9. Modifier 79 - Unrelated Procedure or Service by the Same Physician During the Postoperative Period: Used when an unrelated procedure is performed by the same physician during the postoperative period of the initial procedure.

10. Modifier LT - Left Side: Used to specify that the procedure was performed on the left hand or fingers.

11. Modifier RT - Right Side: Used to specify that the procedure was performed on the right hand or fingers.

12. Modifier XS - Separate Structure: Used to indicate that a service was performed on a separate organ/structure.

These modifiers help provide additional information about the circumstances under which the procedure was performed, ensuring accurate billing and reimbursement. Always refer to the latest CPT coding guidelines and payer-specific policies for the most accurate and up-to-date information.

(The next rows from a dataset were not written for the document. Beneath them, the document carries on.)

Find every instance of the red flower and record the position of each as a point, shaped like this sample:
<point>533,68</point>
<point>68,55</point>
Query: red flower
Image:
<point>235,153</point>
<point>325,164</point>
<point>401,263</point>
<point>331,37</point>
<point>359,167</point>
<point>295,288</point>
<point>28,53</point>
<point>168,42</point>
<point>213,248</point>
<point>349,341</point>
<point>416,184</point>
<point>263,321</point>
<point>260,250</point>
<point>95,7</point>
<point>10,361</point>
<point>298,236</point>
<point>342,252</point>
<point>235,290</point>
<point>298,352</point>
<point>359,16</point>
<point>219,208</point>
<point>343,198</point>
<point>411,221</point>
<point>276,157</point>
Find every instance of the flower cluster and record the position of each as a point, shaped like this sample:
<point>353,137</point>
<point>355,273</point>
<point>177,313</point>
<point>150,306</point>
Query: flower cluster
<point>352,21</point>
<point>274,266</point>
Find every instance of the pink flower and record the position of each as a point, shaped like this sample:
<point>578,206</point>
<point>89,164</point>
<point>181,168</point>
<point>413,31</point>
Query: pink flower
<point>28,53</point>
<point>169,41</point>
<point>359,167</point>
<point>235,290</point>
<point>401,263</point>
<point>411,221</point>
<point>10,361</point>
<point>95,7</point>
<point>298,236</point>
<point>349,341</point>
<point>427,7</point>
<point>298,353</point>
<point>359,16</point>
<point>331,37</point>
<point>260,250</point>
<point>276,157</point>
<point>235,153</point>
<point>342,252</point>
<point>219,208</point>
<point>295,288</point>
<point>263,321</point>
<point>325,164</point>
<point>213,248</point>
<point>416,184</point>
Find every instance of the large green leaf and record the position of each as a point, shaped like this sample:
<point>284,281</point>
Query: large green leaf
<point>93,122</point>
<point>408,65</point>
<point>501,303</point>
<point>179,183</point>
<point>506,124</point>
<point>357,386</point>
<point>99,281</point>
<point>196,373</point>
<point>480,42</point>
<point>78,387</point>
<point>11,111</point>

CPT Code 26445 Medicare Reimbursement

The CPT code 26445 is reimbursed by Medicare, but it is essential to verify its specific reimbursement rate and coverage details through the Medicare Physician Fee Schedule (MPFS). The MPFS provides a comprehensive list of payment rates for services covered by Medicare, including CPT code 26445. Additionally, Medicare Administrative Contractors (MACs) play a crucial role in determining the local coverage and reimbursement policies for this code. Therefore, healthcare providers should consult their respective MAC for any regional variations or specific guidelines related to the reimbursement of CPT code 26445.